Dans toute communauté humaine, le rite revêt un aspect essentiel : celui de créer une cohésion sociale en permettant aux individus de se lier pour fortifier la communauté(Durkheim, 2013, p. 553). Grâce aux rites, la communauté peut prospérer en s’accroissant horizontalement – par le biais des mariages – et verticalement – grâce aux naissances et au principe de filiation(Lévi-Strauss, 2002). Toute communauté nécessite par conséquent des rites, et tout rite permet de s’incorporer à une communauté. Or, dans la configuration du cycle indochinois où l’origine fait défaut, la progression s’en trouve compromise et le désordre le plus complet règne. La question de l’appartenance à une communauté reste en effet problématique pour la plupart des protagonistes : à la fois acculturées de la communauté indigène et marginalisées par les colons, les jeunes filles du pensionnat sont condamnées à l’entre-deux ; exilé de Chine, instruit en Occident, le Chinois est finalement contraint de renoncer à la modernité pour suivre la voie/x des ancêtres ; enfin, en n’appartenant, comme nous l’avons vu, ni à la communauté des colons, ni à celle des indigènes, la famille de Suzanne et de la jeune fille reste partagée entre une identité française et une identité indochinoise, sans réussir à s’agréger à aucune d’entre elles.
Dans l’ensemble du cycle, la chute de la mère dans la hiérarchie sociale fait suite à la mort du père et à la mise à l’écart de la famille par l’institution coloniale représentée par le cadastre. Corrompue,la patria fait défaut, elle « assasin[e] » (BCP, p. 67) ses propres enfants. La corruption coloniale est comparée à un infanticide. Cela provoque chez la famille un reniement à la fois conscient et inconscient des institutions françaises, du système communautaire dans sa globalité, et plus généralement, des rites et coutumes rattachés aux normes sociales. Cet état de défiance se traduit notamment par la provocation des personnages envers un système qui les rejette et dont ils peuvent chaque jour percevoir les injustices (transgresser ses normes et ses valeurs, c’est revendiquer une différence).
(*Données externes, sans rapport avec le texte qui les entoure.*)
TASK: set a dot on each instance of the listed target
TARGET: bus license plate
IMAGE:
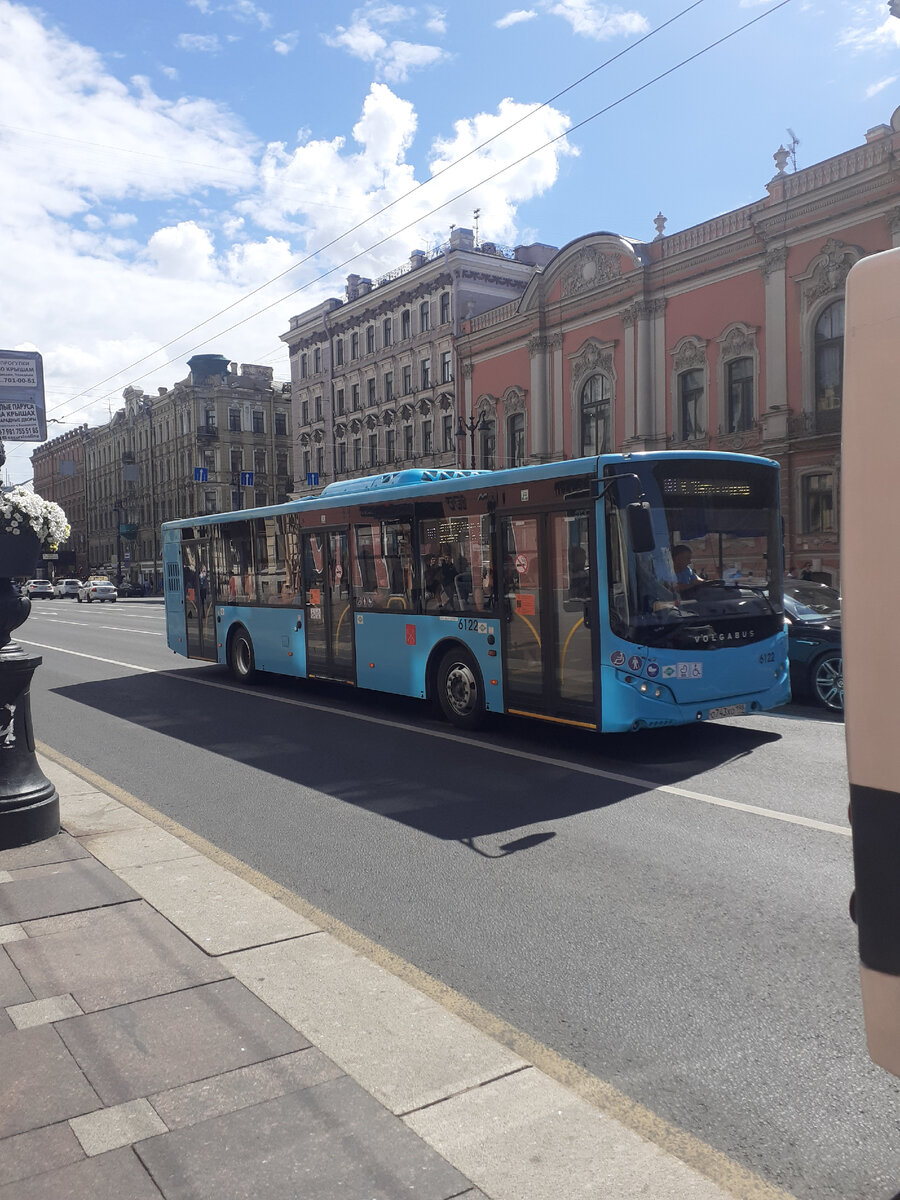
(727, 711)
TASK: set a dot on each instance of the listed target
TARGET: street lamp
(472, 426)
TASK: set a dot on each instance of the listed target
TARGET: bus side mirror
(640, 527)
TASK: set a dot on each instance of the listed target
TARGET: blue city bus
(553, 591)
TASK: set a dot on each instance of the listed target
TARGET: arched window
(515, 441)
(741, 394)
(690, 405)
(595, 405)
(829, 367)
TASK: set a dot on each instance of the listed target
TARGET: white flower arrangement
(22, 511)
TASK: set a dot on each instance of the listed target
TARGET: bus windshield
(711, 575)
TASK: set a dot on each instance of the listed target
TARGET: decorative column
(29, 804)
(774, 419)
(540, 397)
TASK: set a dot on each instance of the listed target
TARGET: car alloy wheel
(827, 678)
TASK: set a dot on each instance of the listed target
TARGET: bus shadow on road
(396, 759)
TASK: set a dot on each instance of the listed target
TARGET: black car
(814, 633)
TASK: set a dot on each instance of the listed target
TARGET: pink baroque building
(725, 336)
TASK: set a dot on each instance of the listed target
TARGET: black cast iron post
(29, 804)
(472, 426)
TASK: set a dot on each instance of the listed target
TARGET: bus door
(329, 619)
(198, 599)
(549, 600)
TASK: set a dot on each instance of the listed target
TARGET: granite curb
(167, 1029)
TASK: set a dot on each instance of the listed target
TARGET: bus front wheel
(461, 691)
(241, 660)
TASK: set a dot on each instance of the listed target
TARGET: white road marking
(118, 629)
(187, 676)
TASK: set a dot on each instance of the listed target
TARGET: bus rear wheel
(461, 691)
(241, 660)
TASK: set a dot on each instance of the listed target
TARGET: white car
(96, 589)
(39, 589)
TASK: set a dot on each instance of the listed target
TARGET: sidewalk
(169, 1030)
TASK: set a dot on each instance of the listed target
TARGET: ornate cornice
(593, 358)
(592, 268)
(690, 352)
(775, 261)
(828, 273)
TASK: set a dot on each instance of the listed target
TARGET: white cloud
(394, 59)
(149, 215)
(205, 43)
(875, 88)
(436, 22)
(286, 43)
(598, 21)
(869, 30)
(241, 10)
(515, 18)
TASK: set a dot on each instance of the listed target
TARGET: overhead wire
(393, 203)
(395, 233)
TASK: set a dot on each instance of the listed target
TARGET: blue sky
(163, 162)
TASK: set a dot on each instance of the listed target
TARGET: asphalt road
(667, 910)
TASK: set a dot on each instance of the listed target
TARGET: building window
(819, 503)
(690, 402)
(515, 441)
(595, 411)
(739, 375)
(829, 367)
(489, 444)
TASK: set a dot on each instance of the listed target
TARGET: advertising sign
(23, 415)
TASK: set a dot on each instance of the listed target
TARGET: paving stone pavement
(167, 1030)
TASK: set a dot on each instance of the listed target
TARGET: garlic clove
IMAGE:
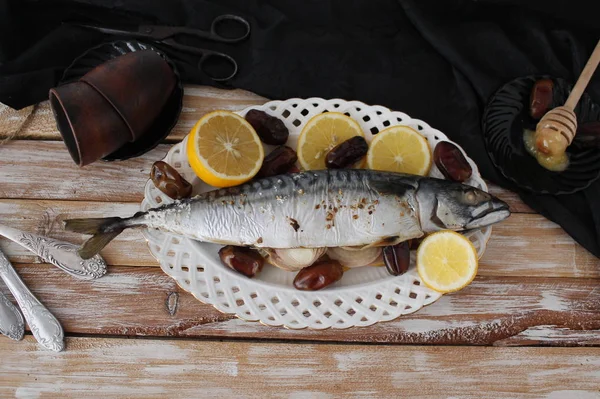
(293, 259)
(354, 258)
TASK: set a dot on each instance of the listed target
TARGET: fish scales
(313, 209)
(310, 210)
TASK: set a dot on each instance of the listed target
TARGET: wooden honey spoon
(556, 130)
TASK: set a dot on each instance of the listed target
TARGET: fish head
(446, 205)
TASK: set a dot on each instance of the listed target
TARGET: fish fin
(90, 226)
(103, 230)
(95, 244)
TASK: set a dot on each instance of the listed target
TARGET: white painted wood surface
(507, 311)
(96, 367)
(536, 287)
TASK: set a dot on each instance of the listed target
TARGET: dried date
(318, 275)
(169, 181)
(450, 160)
(541, 97)
(241, 259)
(279, 161)
(270, 129)
(397, 258)
(347, 153)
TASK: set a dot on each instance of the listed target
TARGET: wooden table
(528, 326)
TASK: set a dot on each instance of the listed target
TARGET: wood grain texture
(45, 170)
(143, 301)
(197, 101)
(541, 248)
(188, 369)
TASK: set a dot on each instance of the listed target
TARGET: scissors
(164, 35)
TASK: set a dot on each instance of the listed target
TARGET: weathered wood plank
(197, 101)
(144, 301)
(523, 245)
(180, 368)
(45, 170)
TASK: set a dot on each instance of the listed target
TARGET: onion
(293, 259)
(354, 257)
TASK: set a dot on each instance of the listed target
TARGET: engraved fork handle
(59, 253)
(44, 326)
(11, 321)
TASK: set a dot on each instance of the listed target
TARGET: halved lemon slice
(320, 134)
(447, 261)
(224, 150)
(400, 149)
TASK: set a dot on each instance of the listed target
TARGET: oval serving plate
(364, 296)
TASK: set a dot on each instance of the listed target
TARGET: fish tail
(103, 231)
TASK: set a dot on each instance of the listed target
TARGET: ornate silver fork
(59, 253)
(44, 326)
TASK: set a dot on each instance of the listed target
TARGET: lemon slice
(320, 134)
(224, 150)
(447, 261)
(400, 149)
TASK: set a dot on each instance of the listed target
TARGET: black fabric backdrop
(439, 61)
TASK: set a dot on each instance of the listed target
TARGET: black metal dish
(164, 122)
(504, 120)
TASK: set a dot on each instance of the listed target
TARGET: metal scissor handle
(206, 55)
(215, 35)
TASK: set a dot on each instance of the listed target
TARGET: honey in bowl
(554, 163)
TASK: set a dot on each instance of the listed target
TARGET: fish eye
(471, 197)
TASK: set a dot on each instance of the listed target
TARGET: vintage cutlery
(11, 321)
(45, 327)
(61, 254)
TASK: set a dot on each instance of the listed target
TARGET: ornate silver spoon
(44, 326)
(11, 321)
(61, 254)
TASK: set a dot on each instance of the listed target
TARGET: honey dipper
(556, 130)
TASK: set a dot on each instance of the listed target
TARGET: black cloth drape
(439, 61)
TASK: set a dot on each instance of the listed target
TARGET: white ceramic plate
(363, 296)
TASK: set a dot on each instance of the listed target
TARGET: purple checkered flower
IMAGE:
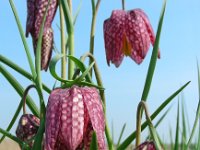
(35, 14)
(127, 33)
(72, 116)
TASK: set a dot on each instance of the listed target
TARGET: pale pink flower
(72, 116)
(127, 33)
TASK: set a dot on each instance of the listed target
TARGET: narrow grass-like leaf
(159, 121)
(19, 89)
(13, 119)
(21, 71)
(154, 55)
(14, 138)
(77, 12)
(94, 143)
(184, 133)
(197, 113)
(121, 133)
(23, 38)
(93, 5)
(131, 137)
(176, 146)
(171, 138)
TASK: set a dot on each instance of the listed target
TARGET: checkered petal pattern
(127, 33)
(72, 114)
(35, 13)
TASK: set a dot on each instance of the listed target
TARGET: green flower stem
(97, 75)
(93, 25)
(14, 138)
(71, 65)
(102, 94)
(25, 95)
(142, 105)
(23, 72)
(70, 30)
(70, 5)
(123, 4)
(63, 48)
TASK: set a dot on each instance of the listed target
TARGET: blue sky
(179, 52)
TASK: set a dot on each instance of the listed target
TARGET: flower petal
(72, 117)
(93, 103)
(137, 35)
(113, 36)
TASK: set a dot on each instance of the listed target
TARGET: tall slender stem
(70, 5)
(102, 94)
(71, 44)
(63, 48)
(123, 4)
(92, 31)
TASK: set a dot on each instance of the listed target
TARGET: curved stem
(25, 95)
(63, 48)
(102, 94)
(97, 75)
(92, 31)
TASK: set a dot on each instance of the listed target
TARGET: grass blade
(21, 71)
(19, 89)
(184, 134)
(14, 138)
(176, 146)
(131, 137)
(121, 133)
(13, 119)
(154, 55)
(197, 112)
(171, 138)
(23, 38)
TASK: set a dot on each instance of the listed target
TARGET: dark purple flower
(35, 13)
(72, 116)
(148, 145)
(127, 33)
(27, 128)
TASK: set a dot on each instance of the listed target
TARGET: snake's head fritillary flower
(71, 117)
(127, 33)
(27, 128)
(148, 145)
(35, 14)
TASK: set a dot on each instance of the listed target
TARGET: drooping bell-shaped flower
(27, 128)
(35, 14)
(148, 145)
(127, 33)
(71, 117)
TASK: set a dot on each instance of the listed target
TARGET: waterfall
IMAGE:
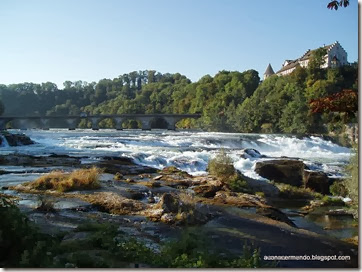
(4, 142)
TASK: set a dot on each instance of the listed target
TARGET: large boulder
(284, 171)
(275, 214)
(317, 181)
(269, 189)
(17, 139)
(249, 153)
(169, 203)
(206, 190)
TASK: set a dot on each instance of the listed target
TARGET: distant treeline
(229, 101)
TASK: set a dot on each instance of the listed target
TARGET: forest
(231, 101)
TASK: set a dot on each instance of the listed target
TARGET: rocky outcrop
(275, 214)
(284, 171)
(269, 189)
(123, 166)
(248, 153)
(15, 139)
(317, 181)
(39, 161)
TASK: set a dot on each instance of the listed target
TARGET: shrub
(351, 183)
(221, 166)
(21, 245)
(76, 180)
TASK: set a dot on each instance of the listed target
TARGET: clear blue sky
(44, 40)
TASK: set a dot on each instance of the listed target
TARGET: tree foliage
(229, 101)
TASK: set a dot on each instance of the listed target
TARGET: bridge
(72, 122)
Toute communauté, qu’elle soit familiale ou autre, nous est haïssable, dégradante. Nous sommes ensemble dans une honte de principe d’avoir à vivre la vie. C’est là que nous sommes au plus profond de notre histoire commune, celle d’être tous les trois des enfants de cette personne de bonne foi notre mère, que la société a assassinée. [A, p. 67]
Dans L’Amant, il s’agit littéralement de couper le mal à la racine pour finalement refuser tout processus de transmission : « Non seulement aucune fête n’est célébrée dans notre famille, pas d’arbre de Noël, aucun mouchoir brodé, aucune fleur jamais. Mais aucun mort non, aucune sépulture, aucune mémoire » (A, p. 70). Sans rite, sans mémoire, la ligne est rompue ; une oblique se crée alors, celle d’un contre-modèle qui précipite les personnages dans un ensauvagement dont ils peinent à s’échapper. L’économie textuelle nous offre un véritable « monde à l’envers » dans lequel les personnages vont constamment « à contre-sens » des pouvoirs dominants. Les situations de domination hiérarchique (classes sociales, ethnies, genres, générations) sont ignorées, inversées ou transgressées.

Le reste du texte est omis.